What 20,000 games of online chess can tell us

Photo by Hassan Pasha on Unsplash

It’s well known among all chess aficionados, from the casual observer to the highest rated grandmasters, that the white pieces have the advantage over the black pieces before the game even starts. Why? Because white has control of the first move.

But white’s initial advantage can easily be ceded to black if the opening moves are inaccurate. This observation led me to pose 3 questions that I was curious to find the answers to:

  1. Do certain chess openings lead to white winning more often than black? Relatedly, if the game is rated, do the openings change significantly?
  2. Does time control affect the winner? Is there a bias towards white or black winner as the number of turns increases?
  3. Can we predict the winner based on multiple factors other than player rating?

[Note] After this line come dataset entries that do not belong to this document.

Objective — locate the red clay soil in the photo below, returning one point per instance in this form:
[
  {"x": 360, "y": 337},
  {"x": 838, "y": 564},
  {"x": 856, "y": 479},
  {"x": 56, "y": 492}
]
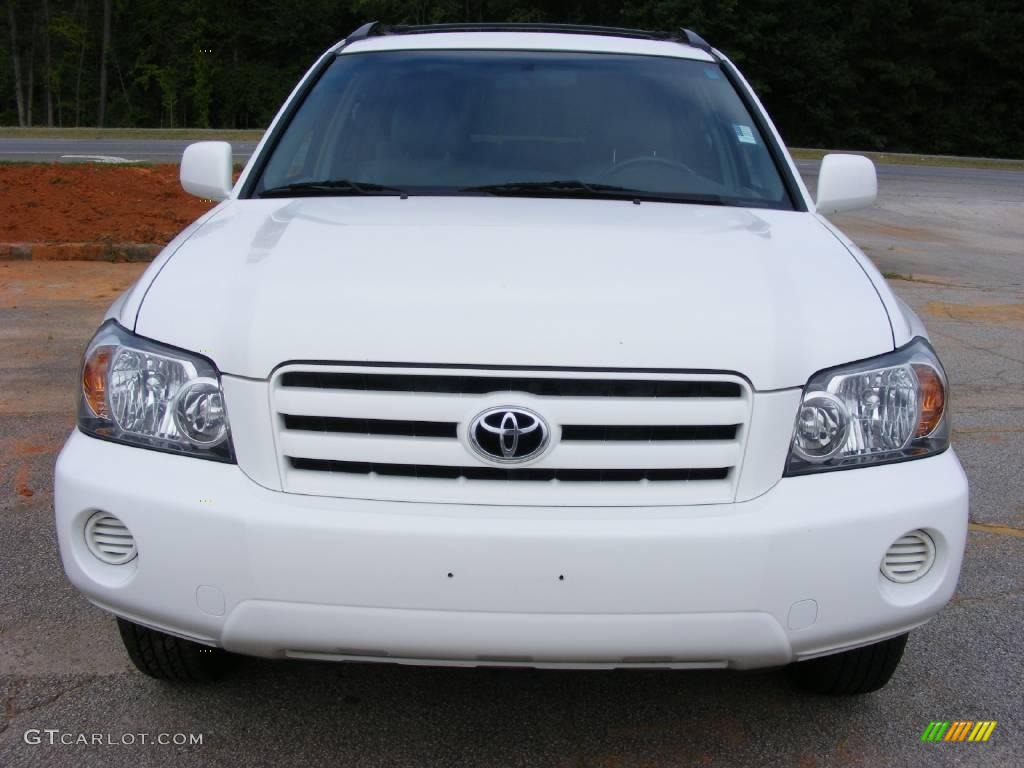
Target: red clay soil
[{"x": 61, "y": 203}]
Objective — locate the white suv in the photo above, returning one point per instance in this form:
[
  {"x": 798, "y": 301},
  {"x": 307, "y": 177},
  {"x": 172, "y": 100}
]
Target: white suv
[{"x": 523, "y": 346}]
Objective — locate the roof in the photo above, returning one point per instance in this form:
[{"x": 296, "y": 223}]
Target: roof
[{"x": 681, "y": 44}]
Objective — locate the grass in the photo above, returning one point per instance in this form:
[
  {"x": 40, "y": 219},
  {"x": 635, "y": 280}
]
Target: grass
[
  {"x": 186, "y": 134},
  {"x": 940, "y": 161}
]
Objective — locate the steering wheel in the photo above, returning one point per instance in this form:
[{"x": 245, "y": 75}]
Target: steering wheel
[{"x": 646, "y": 160}]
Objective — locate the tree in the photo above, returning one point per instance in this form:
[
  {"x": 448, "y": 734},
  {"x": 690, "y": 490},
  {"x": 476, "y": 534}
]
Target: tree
[
  {"x": 15, "y": 60},
  {"x": 104, "y": 52}
]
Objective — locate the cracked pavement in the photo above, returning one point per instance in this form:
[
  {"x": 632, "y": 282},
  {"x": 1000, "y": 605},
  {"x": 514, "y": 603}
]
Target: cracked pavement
[{"x": 952, "y": 244}]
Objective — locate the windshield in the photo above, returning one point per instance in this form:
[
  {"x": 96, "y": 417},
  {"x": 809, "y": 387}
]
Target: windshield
[{"x": 523, "y": 124}]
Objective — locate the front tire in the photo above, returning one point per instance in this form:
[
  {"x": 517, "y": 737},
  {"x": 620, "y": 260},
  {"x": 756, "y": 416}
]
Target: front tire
[
  {"x": 167, "y": 657},
  {"x": 852, "y": 672}
]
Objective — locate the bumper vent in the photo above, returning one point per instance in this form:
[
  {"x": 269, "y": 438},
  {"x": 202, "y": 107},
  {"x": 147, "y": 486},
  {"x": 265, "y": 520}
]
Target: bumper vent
[
  {"x": 909, "y": 557},
  {"x": 109, "y": 540}
]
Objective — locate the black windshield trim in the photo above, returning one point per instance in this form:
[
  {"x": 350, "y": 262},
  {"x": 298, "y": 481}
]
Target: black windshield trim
[{"x": 775, "y": 152}]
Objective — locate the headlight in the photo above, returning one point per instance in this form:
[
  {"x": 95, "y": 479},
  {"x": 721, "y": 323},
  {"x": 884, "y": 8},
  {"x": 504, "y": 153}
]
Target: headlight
[
  {"x": 888, "y": 409},
  {"x": 143, "y": 393}
]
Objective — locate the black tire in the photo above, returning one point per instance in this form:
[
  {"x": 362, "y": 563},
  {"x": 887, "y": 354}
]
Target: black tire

How does this compare to predictions based on player rating only?

The dataset used was provided by Kaggle and contains 20,058 rated and unrated online chess games from Lichess, a free and open-source Internet chess server.

Exploratory Data Analysis

Before looking into how effective chess openings were, I checked to see that the distribution of player ratings for white and black were approximately the same across all games.

White Ratings Distribution (left) vs. Black Ratings Distribution (right)
Win Counts for White (blue bar) vs. Black (black bar)

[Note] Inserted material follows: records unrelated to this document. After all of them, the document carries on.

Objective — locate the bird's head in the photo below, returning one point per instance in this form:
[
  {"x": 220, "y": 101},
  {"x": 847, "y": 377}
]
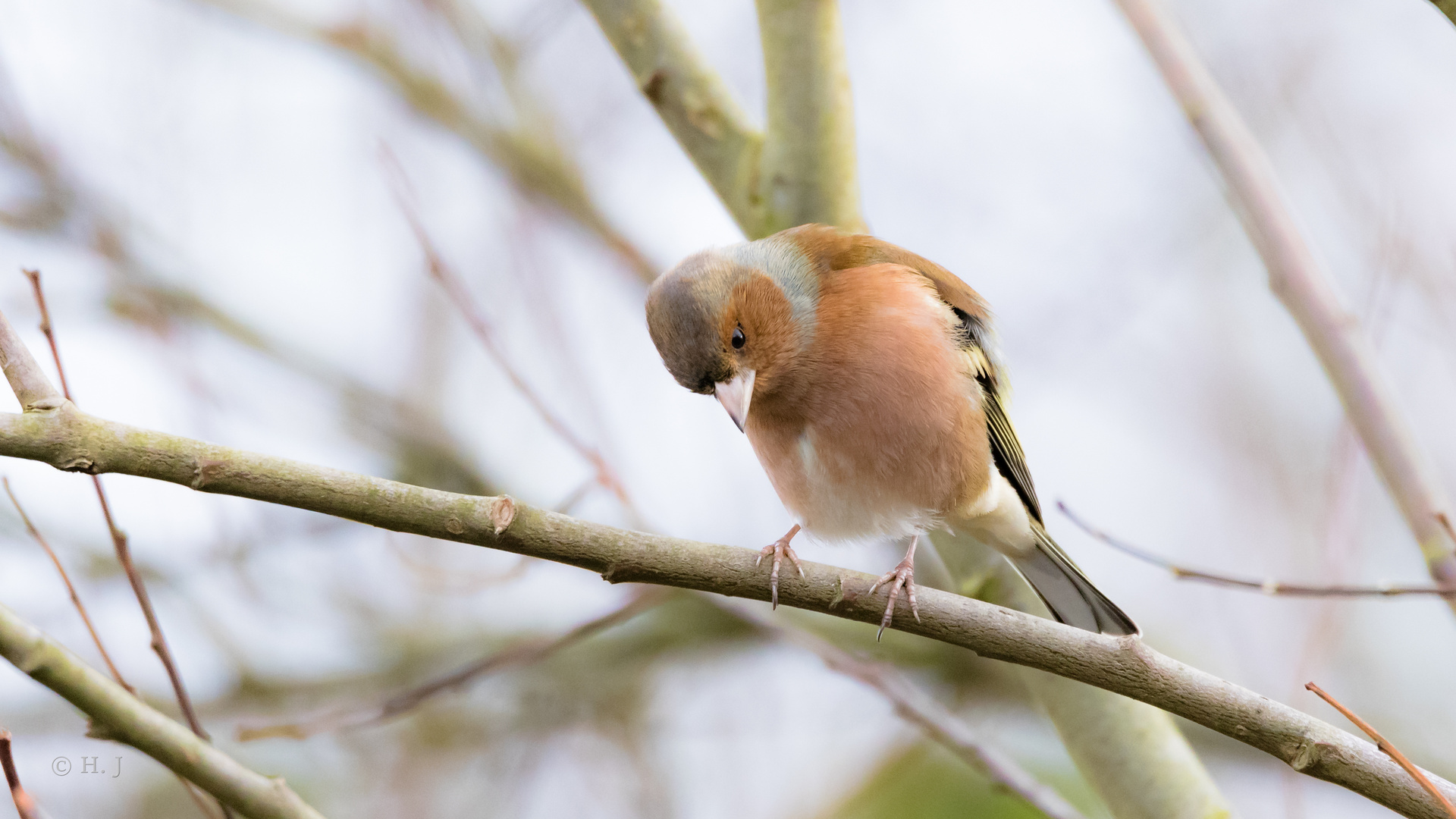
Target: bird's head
[{"x": 731, "y": 322}]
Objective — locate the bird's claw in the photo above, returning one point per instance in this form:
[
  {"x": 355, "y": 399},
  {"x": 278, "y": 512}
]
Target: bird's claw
[
  {"x": 780, "y": 550},
  {"x": 900, "y": 577}
]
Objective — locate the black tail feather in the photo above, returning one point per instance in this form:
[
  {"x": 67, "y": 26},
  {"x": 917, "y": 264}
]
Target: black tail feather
[{"x": 1071, "y": 596}]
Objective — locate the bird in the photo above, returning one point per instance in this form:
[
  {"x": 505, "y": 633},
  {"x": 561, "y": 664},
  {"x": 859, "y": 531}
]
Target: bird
[{"x": 871, "y": 390}]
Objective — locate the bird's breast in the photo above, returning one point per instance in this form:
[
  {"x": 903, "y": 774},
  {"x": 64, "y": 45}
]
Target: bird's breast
[{"x": 880, "y": 431}]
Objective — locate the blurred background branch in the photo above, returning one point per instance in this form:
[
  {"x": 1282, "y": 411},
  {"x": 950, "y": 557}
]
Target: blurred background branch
[
  {"x": 72, "y": 441},
  {"x": 1017, "y": 145}
]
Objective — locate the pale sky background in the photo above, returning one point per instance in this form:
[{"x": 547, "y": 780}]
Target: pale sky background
[{"x": 1028, "y": 146}]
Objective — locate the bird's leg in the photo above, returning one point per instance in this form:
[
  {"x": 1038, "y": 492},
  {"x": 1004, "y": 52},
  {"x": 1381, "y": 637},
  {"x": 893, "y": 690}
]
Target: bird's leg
[
  {"x": 900, "y": 577},
  {"x": 780, "y": 550}
]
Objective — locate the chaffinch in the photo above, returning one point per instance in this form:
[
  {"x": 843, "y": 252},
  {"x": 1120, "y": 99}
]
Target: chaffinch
[{"x": 868, "y": 385}]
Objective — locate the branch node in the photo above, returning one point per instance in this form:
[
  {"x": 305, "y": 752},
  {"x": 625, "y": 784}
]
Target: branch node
[
  {"x": 80, "y": 464},
  {"x": 206, "y": 471}
]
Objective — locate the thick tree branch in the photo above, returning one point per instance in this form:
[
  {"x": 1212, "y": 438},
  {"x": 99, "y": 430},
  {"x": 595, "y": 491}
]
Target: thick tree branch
[
  {"x": 1304, "y": 286},
  {"x": 919, "y": 708},
  {"x": 693, "y": 102},
  {"x": 118, "y": 716},
  {"x": 1267, "y": 586},
  {"x": 69, "y": 439},
  {"x": 808, "y": 169}
]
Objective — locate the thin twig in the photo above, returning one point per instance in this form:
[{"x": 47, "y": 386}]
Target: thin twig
[
  {"x": 1266, "y": 586},
  {"x": 118, "y": 716},
  {"x": 919, "y": 708},
  {"x": 475, "y": 319},
  {"x": 1385, "y": 745},
  {"x": 520, "y": 654},
  {"x": 118, "y": 539},
  {"x": 69, "y": 439},
  {"x": 71, "y": 588},
  {"x": 24, "y": 805}
]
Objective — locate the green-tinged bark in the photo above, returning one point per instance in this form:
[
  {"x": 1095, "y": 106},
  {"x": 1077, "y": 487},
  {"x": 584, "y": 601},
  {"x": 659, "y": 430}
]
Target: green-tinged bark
[
  {"x": 804, "y": 168},
  {"x": 118, "y": 716},
  {"x": 1448, "y": 8},
  {"x": 69, "y": 439},
  {"x": 808, "y": 169}
]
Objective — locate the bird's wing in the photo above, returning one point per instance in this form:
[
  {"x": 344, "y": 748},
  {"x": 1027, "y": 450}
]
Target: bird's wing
[
  {"x": 836, "y": 249},
  {"x": 1005, "y": 447}
]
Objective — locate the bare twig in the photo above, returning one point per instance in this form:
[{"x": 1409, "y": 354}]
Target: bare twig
[
  {"x": 919, "y": 708},
  {"x": 692, "y": 99},
  {"x": 69, "y": 439},
  {"x": 1385, "y": 745},
  {"x": 1305, "y": 287},
  {"x": 516, "y": 656},
  {"x": 1266, "y": 586},
  {"x": 24, "y": 805},
  {"x": 475, "y": 319},
  {"x": 525, "y": 146},
  {"x": 71, "y": 588},
  {"x": 453, "y": 580},
  {"x": 118, "y": 539},
  {"x": 808, "y": 165}
]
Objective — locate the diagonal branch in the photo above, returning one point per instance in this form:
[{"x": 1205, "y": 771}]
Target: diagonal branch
[
  {"x": 1386, "y": 746},
  {"x": 1304, "y": 286},
  {"x": 69, "y": 439},
  {"x": 118, "y": 716},
  {"x": 71, "y": 588},
  {"x": 692, "y": 99},
  {"x": 520, "y": 654},
  {"x": 1448, "y": 8}
]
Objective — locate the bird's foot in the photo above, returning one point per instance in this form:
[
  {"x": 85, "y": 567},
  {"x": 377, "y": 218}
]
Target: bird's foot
[
  {"x": 897, "y": 579},
  {"x": 780, "y": 550}
]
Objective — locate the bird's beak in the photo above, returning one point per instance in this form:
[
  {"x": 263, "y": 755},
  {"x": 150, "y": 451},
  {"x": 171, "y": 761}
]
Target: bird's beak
[{"x": 736, "y": 395}]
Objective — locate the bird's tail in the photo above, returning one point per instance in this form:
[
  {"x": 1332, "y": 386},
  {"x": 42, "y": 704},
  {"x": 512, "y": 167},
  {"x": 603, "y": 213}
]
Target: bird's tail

The upper graphs above are histograms, separated into 15 bins, that show count vs ratings for white and black pieces. The lower graph shows the number of wins for each color. Because the histograms are similarly shaped and have similar magnitudes, combined with the fact that the difference in the number of wins is ~4% of the total number of games played, we can conclude that the dataset is relatively even for win proportion and rating distribution.

Which openings lead to more victories?

Among all games (rated and non-rated), which openings lead to more victories for each color? The graph below can help answer these questions.

Top 10 Openings for all games (Rated and Non-Rated)

The table above shows the top 10 openings used out of 1,453. Although these openings only accounted for 0.6% of openings used, they represent 13% and 12.8% of victories for white and black, respectively.

The top 3 openings leading to the most victories (for both rated and non-rated games) for white were:

  • Scandinavian Defense: Mieses-Kotroc Variation (+75)
  • Philidor Defense #3 (+60)
  • Queen’s Pawn (+46)

The top 3 openings leading to the most victories(for both rated and non-rated games) for black were:

  • Van’t Kruijs Opening (+100)
  • Sicilian Defense (+45)
  • Sicilian Defense: Bowdler Attack (+45)

(The numbers in parentheses show how many more victories were achieved over the opponent’s color).

Is there a bias in openings if the game is rated?

Win or lose, in a non-rated game, the players’ ratings will not change. For a game that is rated, the chess rating will increase if the player wins, or decrease if the player loses. The magnitude of the increase or decrease depends on each players’ rating — a much lower rated player beating a higher rated player will have a much higher rating increase than a much higher rated player beating a lower rated player.

With chess rating at stake during a rated match, does this affect the opening distribution? The distribution for openings when the game is rated is shown below.

Top 10 Openings for all games (Rated Games Only)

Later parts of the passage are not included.